As illustrated in Bishop (1996), there are many algorithms available for training ANNs, with the most common being backpropagation. In short, this algorithm represents a propagation of errors back through the network, in order to minimize a specific error function. According to Bishop (1996), “most training algorithms involve an iterative procedure for minimization of an error function, with adjustments to the weights being made in a sequence of steps.” Additional popular training algorithms include the Newton method, the Levenberg-Marquardt method, and the Quasi-Newton method.

Kutner et al. (2005) provides a detailed summary of the advantages and disadvantages of ANN models as compared to traditional statistical modelling. The primary disadvantages of ANN usage are that model parameters are generally uninterpretable, and covariate effects must be identified through the use of conditional effects plots, among other tools. Additionally, tools for traditional model diagnostics for outliers, lack-of-fit testing, and covariate significance testing are less established.

On the other hand, ANNs are not contingent upon many of the common independence and distributional assumptions of traditional statistical models. Furthermore, usage of ANNs allows for modelling of complex response surfaces when using large samples. Additionally, Kutner et al. (2005) notes that the usage of bounded logistic activation functions makes ANNs more robust to the influence of extreme outliers.

Logistic regression is a member of the Generalized Linear Models(GLM) family, and represents useful technique for applying a linear regression model to predict a binary outcome. As detailed in Kutner et al. (2005), a multiple logistic regression can be used to predict Bernoulli random variables, \(Y_{i}\), with expected values \(E\left\{Y_{i}\right\}=\pi_{i}\), where:

\[\begin{equation} E\left\{Y_{i}\right\}=\pi_{i}=\frac{\exp \left(\mathbf{X}_{i}^{\prime} \beta\right)}{1+\exp \left(\mathbf{X}_{i}^{\prime} \beta\right)} \end{equation}\]

Logistic regression is defined by the logit canonical link function, such that:

\[\begin{equation} \log\left(\frac{\pi}{1-\pi}\right) =\mathbf{X}^{\prime} \boldsymbol{\beta} \end{equation}\]

where \(\mathbf{X}^{\prime} \boldsymbol{\beta}\) represents the linear predictor.

Although logistic regression is contingent upon traditional distribution assumptions, this allows for the usage for classical diagnostics tools for significance testing, residual analysis, and outlier detection. Furthermore, the use of the logit link functions allows for straightforward interpretation of respective covariate effects.

In addition to standard logistic regression, methods of ordinal and multinomial logistic may prove useful for classification problems. Other classification models include random forest, deep learning, decision trees, and support vector machines(Blockeel 2016).

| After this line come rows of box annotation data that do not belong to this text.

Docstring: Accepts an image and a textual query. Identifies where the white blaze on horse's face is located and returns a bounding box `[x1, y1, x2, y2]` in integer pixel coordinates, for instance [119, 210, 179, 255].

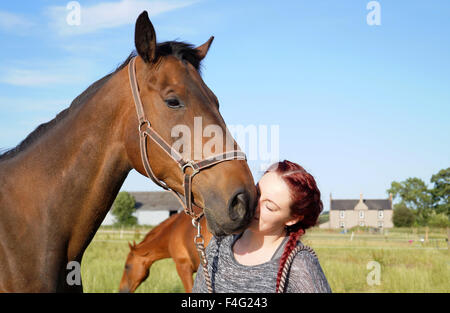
[130, 12, 256, 235]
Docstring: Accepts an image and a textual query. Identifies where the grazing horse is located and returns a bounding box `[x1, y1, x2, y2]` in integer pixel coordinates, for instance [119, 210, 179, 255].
[0, 11, 256, 292]
[119, 212, 212, 292]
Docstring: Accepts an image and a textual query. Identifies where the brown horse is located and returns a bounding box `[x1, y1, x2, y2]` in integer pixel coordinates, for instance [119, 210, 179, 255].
[119, 212, 212, 292]
[0, 12, 256, 292]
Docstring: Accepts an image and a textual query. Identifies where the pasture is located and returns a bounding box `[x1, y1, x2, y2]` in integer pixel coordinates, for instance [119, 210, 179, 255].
[81, 227, 450, 293]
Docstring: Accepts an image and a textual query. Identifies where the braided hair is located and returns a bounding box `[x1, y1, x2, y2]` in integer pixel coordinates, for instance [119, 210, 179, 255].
[264, 160, 323, 290]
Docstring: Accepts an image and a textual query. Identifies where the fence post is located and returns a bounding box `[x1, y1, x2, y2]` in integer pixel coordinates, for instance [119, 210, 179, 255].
[447, 227, 450, 251]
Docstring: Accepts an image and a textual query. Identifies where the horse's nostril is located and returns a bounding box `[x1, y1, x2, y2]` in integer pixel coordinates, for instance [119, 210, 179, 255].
[229, 192, 248, 221]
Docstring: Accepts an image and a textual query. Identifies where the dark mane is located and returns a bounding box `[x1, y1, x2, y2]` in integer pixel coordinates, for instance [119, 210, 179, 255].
[0, 41, 201, 161]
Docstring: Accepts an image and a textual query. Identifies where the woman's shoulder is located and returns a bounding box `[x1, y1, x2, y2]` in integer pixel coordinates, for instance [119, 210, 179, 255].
[289, 245, 331, 292]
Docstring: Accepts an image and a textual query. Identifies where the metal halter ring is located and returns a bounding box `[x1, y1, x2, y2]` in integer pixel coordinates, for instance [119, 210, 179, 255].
[181, 160, 200, 176]
[138, 120, 151, 132]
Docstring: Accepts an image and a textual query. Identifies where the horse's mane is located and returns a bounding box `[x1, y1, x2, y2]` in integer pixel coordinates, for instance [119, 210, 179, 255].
[0, 41, 201, 161]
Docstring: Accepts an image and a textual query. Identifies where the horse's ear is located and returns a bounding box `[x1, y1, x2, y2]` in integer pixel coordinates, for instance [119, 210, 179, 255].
[134, 11, 156, 63]
[195, 36, 214, 60]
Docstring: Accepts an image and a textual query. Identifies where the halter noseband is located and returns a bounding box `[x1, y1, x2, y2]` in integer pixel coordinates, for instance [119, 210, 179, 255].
[128, 57, 247, 222]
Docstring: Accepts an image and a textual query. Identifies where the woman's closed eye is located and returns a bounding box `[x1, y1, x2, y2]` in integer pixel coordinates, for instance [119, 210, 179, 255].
[264, 201, 275, 212]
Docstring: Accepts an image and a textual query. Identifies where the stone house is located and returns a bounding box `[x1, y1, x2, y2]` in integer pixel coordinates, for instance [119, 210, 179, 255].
[319, 193, 394, 229]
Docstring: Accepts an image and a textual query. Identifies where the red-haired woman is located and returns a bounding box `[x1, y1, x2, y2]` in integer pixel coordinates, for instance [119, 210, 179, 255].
[192, 160, 331, 293]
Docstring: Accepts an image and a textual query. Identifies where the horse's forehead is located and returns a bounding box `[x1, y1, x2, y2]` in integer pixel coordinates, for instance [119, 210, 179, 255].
[158, 56, 205, 86]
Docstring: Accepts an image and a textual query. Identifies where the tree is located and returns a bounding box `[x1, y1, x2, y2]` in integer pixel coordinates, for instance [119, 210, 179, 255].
[431, 167, 450, 217]
[392, 203, 415, 227]
[317, 211, 330, 224]
[111, 191, 137, 226]
[428, 212, 450, 227]
[388, 177, 433, 225]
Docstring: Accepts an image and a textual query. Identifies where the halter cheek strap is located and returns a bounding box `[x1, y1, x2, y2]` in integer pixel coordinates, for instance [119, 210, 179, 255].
[128, 57, 247, 221]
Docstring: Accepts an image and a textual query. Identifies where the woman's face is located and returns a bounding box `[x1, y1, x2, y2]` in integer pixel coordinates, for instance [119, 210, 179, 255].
[249, 172, 300, 234]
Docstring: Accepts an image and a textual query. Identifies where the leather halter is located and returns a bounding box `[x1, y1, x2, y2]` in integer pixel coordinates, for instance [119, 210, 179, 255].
[128, 57, 247, 221]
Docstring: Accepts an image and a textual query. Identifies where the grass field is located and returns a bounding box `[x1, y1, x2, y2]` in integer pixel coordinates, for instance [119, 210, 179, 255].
[81, 227, 450, 293]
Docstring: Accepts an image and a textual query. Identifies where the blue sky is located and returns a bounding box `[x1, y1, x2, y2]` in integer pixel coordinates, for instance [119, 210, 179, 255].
[0, 0, 450, 210]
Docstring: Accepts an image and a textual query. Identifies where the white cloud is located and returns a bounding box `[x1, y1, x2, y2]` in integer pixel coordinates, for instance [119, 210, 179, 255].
[0, 11, 34, 32]
[0, 58, 96, 88]
[0, 69, 78, 87]
[47, 0, 199, 35]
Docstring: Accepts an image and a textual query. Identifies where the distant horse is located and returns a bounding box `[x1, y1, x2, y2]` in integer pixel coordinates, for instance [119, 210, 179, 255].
[0, 11, 256, 292]
[119, 212, 212, 292]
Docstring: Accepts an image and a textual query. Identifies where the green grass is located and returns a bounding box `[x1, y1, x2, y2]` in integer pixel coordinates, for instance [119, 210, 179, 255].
[82, 227, 450, 293]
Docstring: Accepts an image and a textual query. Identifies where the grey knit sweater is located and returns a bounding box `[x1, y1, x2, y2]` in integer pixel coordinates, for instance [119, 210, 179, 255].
[192, 234, 331, 293]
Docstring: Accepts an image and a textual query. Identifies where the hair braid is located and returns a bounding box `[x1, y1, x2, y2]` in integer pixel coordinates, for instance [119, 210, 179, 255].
[275, 228, 305, 290]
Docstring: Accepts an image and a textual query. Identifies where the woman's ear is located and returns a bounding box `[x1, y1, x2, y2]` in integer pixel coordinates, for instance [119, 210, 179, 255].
[285, 215, 304, 226]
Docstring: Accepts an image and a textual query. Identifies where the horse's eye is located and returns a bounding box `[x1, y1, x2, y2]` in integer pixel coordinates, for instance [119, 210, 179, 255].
[164, 98, 183, 109]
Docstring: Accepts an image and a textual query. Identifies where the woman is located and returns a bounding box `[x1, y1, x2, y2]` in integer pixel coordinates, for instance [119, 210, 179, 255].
[192, 160, 331, 293]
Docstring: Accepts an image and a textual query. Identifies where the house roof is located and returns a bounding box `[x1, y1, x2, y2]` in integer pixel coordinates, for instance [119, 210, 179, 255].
[330, 199, 392, 210]
[128, 191, 182, 211]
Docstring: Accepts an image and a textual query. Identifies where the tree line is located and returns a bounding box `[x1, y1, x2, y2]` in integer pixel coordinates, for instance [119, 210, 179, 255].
[387, 167, 450, 227]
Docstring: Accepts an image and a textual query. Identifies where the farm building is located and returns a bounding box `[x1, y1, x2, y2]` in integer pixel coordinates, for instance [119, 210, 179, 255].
[103, 191, 182, 225]
[319, 194, 394, 229]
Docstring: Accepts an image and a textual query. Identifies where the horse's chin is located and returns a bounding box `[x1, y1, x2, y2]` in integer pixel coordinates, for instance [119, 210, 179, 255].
[204, 209, 247, 237]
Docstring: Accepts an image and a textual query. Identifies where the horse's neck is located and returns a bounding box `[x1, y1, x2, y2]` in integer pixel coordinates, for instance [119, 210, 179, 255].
[4, 70, 131, 258]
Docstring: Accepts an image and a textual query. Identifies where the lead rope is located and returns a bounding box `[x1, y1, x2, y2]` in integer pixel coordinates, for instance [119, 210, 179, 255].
[192, 217, 213, 293]
[276, 243, 317, 293]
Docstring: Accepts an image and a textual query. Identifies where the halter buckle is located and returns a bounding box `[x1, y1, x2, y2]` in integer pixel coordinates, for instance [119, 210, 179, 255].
[138, 120, 152, 133]
[181, 160, 200, 176]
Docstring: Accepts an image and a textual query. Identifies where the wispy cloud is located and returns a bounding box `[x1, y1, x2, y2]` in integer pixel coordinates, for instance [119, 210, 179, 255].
[0, 58, 93, 88]
[0, 69, 79, 87]
[0, 11, 34, 32]
[46, 0, 200, 35]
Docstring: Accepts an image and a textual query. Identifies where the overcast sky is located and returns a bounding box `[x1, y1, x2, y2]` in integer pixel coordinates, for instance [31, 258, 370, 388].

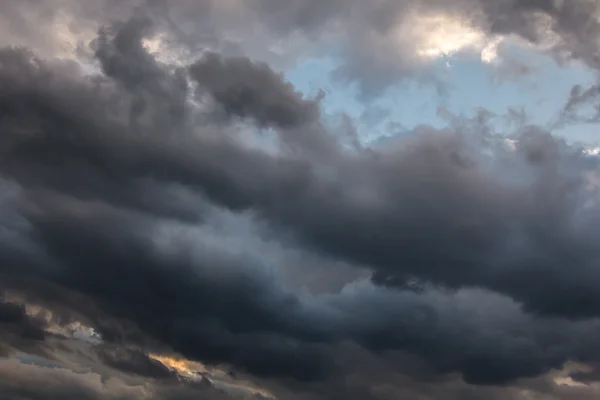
[0, 0, 600, 400]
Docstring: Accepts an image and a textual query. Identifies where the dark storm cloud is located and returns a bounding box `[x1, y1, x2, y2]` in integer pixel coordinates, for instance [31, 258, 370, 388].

In summary, given divergent data sets collected from corrective maintenance actions, preventive and condition-based maintenance strategies, it is necessary to process the data prior to analysis. This procedure will take into consideration the different structures, formats and information contained within each source. Through the use of a KDP tailored for the characteristics of the different data sets, the data will be prepared for analysis, and later integration, for future analysis. Eventually, the data will be analyzed using the various techniques in order to derive a decision support framework.